System not individual	Measure the pipeline to improve; never rank people.
DORA pairing	Velocity (lead time, deploy freq) paired with stability (CFR, MTTR).
SPACE	Productivity is multi-dimensional and team-level, not one scalar.
Leaderboard request	Name the gaming failure; offer system metrics + qualitative judgment.

Summary¶

The bank reduces to four distinctions in costumes: wait vs work, system vs individual, metric vs target, flow vs activity. Name the distinction first; the number follows.
Fundamentals: the core metrics are TTFR, cycle time, iterations, PR size, reviewer load — and TTFR dominates because review is mostly queue. Small PRs and fast reviews form a virtuous cycle; slow reviews and big PRs form the doom loop. Break it at both points.
Flow model: review is a queue; Little's Law ties cycle time to WIP, so cap WIP and shrink batches rather than exhorting reviewers. Wait time dwarfs work time, so blaming "slow reviewers" attacks the wrong 5%. Cost of delay, WIP limits, and SLAs are flow controls — each with a failure mode if optimized alone.
Reviewer load: attention is finite (~400 LOC / 60 min); past the ceiling you get rubber-stamping and fake approvals.
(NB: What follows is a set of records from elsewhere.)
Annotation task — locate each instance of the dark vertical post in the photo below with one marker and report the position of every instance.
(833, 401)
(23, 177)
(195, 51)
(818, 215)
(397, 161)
Distribute load, watch concentration for bottleneck and bus-factor.
Goodhart (the core): individual review metrics corrupt behavior — comments → nitpicks, speed → rubber-stamps, count → cherry-picking — via surrogation. The discipline is counter-metrics (pair every speed metric with a quality one, à la DORA) and measuring systems, not people (SPACE; Fowler).
Scale/judgment: measure the system to find bottlenecks, never to rank engineers; respond to leaderboard requests by naming the failure and offering what works; read "great TTFR + escaping bugs" as the textbook rubber-stamp symptom. Prefer distributions and trends; firewall metrics from evaluation.